Она принимается за дело — раздувает тусклую искру у себя в ладонях, затягивается, хлюпая, из трубки и гнусавым, но очень довольным голосом то и дело заговаривает с лежащим на кровати. Тот отвечает рассеянно, не глядя на нее, как будто его мысли уже витают где-то в преддверье снов, в которые он сейчас погрузится.
— Много я тебе трубочек изготовила с тех пор, как ты сюда в первый раз пришел, а, дружочек?
— Много.
— Ты ведь совсем новичком был, когда в первый раз пришел?
— Да. Тогда меня сразу смаривало.
— Ну а потом молодчиной стал. Теперь можешь вровень идти с самым лучшим курильщиком.
— Или с самым худшим.
— Сейчас будет готово. А какой ты певец был, в начале-то! Свесишь, бывало, головку, да и поешь как птичка. Ну получай, готово.
Он осторожно берет у нее трубку и подносит чубук к губам. Она садится рядом, чтобы подкладывать зелья, когда понадобится. Он делает несколько затяжек в молчании, потом спрашивает:
— Оно, что, не такое крепкое, как всегда?
— Ты это о чем, милый?
— О чем же, как не о том, что у меня сейчас во рту?
— Да нет, такое же, как всегда, милый. В точности такое же.
— А вкус другой. И действует медленней.
— Просто ты привык.
— Это возможно. Послушай… — Он умолкает, глаза становятся сонными, кажется, он уже забыл, что хотел сказать. Она наклоняется над ним и говорит ему на ухо:
— Я тебя слушаю. Ты сказал — послушай. Ну вот я слушаю. Мы говорили о том, что ты привык.
— Я знаю. Я задумался. Послушай. Допустим, ты все время о чем-то думаешь. О чем-то, что ты хочешь сделать.
— Да, милый. О чем-то, что я хочу сделать.
— Но ты еще не решила.
— Да, милый.
— Может быть, сделаешь, а может быть, нет. Понимаешь?
— Да. — Кончиком иглы она поправляет раскаленный комочек в трубке.

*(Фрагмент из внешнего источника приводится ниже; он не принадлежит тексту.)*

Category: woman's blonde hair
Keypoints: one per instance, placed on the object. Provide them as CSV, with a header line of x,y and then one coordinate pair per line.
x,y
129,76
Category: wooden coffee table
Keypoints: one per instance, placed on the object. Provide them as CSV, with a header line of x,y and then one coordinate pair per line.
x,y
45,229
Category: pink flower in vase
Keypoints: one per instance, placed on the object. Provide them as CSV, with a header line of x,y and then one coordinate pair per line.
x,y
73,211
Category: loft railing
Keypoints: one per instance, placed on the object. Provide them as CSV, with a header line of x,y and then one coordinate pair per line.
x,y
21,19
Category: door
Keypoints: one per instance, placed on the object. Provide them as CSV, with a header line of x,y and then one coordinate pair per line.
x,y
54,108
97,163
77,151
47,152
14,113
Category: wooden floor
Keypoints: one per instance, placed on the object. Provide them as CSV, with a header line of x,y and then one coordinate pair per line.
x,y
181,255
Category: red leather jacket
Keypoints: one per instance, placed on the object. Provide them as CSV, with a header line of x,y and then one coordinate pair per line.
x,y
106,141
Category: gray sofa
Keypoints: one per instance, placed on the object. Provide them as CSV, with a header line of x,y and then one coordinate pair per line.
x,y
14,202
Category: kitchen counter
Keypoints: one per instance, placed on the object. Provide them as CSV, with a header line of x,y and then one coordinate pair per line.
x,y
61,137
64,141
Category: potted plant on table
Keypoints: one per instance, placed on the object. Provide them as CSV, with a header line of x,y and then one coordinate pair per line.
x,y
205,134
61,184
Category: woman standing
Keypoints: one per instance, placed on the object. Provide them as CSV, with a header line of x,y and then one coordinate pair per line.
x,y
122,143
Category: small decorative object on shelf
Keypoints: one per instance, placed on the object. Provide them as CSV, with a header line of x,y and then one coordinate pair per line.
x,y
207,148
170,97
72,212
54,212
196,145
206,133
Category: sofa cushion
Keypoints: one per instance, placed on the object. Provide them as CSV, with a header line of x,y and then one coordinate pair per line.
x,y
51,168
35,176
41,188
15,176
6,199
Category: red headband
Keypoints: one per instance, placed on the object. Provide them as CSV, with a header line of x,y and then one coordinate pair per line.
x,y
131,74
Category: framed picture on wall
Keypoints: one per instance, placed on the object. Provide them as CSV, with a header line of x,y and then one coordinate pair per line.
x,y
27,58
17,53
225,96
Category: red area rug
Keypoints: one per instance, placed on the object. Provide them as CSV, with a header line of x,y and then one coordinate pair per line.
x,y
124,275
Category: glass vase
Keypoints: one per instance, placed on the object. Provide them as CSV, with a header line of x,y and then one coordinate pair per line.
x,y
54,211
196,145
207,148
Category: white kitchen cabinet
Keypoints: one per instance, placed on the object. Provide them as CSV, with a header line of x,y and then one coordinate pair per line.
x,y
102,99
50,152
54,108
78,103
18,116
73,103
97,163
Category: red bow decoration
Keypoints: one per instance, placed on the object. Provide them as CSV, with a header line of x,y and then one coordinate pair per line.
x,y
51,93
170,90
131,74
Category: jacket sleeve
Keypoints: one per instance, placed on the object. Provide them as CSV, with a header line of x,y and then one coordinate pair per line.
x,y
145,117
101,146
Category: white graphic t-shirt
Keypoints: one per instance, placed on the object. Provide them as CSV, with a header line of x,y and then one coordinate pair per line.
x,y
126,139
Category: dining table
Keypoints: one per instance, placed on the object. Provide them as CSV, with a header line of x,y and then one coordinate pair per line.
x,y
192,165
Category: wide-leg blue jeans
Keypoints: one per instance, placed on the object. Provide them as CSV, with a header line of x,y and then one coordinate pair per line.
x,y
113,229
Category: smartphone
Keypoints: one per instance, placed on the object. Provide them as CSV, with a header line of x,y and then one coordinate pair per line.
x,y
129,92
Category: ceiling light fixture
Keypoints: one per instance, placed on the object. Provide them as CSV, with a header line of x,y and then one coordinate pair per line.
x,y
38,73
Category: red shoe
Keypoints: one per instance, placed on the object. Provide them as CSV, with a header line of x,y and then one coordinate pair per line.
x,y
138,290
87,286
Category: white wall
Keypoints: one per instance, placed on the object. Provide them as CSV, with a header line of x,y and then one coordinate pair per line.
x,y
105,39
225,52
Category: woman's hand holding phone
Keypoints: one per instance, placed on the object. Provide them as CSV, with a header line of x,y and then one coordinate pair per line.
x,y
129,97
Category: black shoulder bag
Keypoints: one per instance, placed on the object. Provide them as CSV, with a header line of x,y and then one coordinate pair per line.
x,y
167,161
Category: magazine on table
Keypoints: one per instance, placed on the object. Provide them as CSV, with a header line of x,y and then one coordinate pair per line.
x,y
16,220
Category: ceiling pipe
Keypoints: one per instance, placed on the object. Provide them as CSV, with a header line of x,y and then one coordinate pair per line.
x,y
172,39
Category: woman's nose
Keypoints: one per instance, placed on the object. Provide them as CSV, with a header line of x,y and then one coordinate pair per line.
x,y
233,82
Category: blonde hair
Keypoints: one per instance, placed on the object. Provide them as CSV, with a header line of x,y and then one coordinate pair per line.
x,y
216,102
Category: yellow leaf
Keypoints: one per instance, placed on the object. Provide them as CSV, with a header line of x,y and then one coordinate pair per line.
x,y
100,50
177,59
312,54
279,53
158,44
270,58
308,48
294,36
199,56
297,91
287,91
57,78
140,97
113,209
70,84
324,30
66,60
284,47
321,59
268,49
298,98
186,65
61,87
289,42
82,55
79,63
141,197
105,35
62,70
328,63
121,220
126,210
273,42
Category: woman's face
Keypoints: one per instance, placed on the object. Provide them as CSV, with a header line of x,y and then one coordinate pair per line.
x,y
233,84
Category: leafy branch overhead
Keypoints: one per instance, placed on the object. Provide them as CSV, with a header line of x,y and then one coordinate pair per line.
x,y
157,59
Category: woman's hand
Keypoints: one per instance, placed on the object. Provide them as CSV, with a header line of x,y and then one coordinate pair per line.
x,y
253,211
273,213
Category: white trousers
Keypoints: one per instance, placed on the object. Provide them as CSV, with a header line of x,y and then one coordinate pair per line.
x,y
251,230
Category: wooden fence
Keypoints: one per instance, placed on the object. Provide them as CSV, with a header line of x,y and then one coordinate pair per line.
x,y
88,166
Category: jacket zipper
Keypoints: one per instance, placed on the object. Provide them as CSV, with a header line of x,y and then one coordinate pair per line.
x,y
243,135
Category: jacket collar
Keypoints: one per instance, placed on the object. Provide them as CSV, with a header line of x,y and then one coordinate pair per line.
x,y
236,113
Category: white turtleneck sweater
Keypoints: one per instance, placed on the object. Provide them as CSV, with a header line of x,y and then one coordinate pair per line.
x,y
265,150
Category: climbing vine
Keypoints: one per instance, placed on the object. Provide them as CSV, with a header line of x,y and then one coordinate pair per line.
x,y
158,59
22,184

— Станешь ты это проделывать в воображенье, пока лежишь здесь? Она кивает.
— А как же! Каждый раз, с начала и до конца.
— Точно как я! Каждый раз я это проделывал, с начала и до конца. Сто тысяч раз я это делал, в этой самой комнате.
— И что же, приятно это тебе было, миленький?
— Да! Приятно!
Он выкрикивает это со злобой, подавшись вперед, словно готов на нее наброситься. Она ничуть не пугается, крохотной своей ложечкой подцепляет еще комочек и уминает его в трубке. Видя, что она вся ушла в это занятие, он снова откидывается на постель.
— Это — путешествие. Трудное и опасное путешествие. Вот о чем я все время думал. Рискованное, опасное путешествие. Над безднами, где один неверный шаг — и ты погиб! Смотри! Смотри! Там внизу… Видишь, что там лежит на дне?
Он опять подался к ней и указывает через край постели, словно в глубокий провал, где ему видится какой-то воображаемый предмет. Но женщина смотрит не туда, а на его перекошенное лицо, вплотную придвинувшееся к ней. Она, видимо, знает, какое действие оказывает на него ее невозмутимое спокойствие; и не ошибается в расчете — мышцы его расслабляются, и он опять ложится.
— Я сказал тебе, что проделывал это здесь сто тысяч раз. — Нет, миллионы и миллиарды раз! Я делал это так часто и так подолгу, что, когда оно совершилось на самом деле, его словно и делать не стоило, все кончилось так быстро!
— Значит, за то время, пока ты здесь не бывал, ты уже совершил это путешествие? — тихонько спрашивает она.
Сквозь дымок от трубки он устремляет на нее горящий взгляд. Потом глаза его тускнеют.
— Да. Совершил, — говорит он.
Наступает молчание. Он курит. Глаза его то открыты, то опять смыкаются. Женщина сидит рядом и как будто занята только тем, чтобы вовремя наполнять трубку.
— А скажи, — говорит она после того, как он несколько секунд смотрел на нее странным взглядом, словно она была где-то далеко от него, а не тут же, рядом, — скажи, если ты так часто совершал это путешествие, так, наверно, всякий раз по-другому?
— Нет. Всегда одинаково.
— Когда в воображении, то всегда одинаково?
— Да.
— А когда на самом деде — тоже так?
— Да.
— И всегда тебе было одинаково приятно?
— Да.
Это «да» так однообразно соскальзывает с его уст, — кажется, он сейчас не способен дать другой ответ. И должно быть, для того, чтобы проверить, что это у него не просто механическое повторение, она следующему своему вопросу придает иную форму.
— И никогда тебе, милый, не надоедало, и не пробовал ты вообразить что-нибудь другое?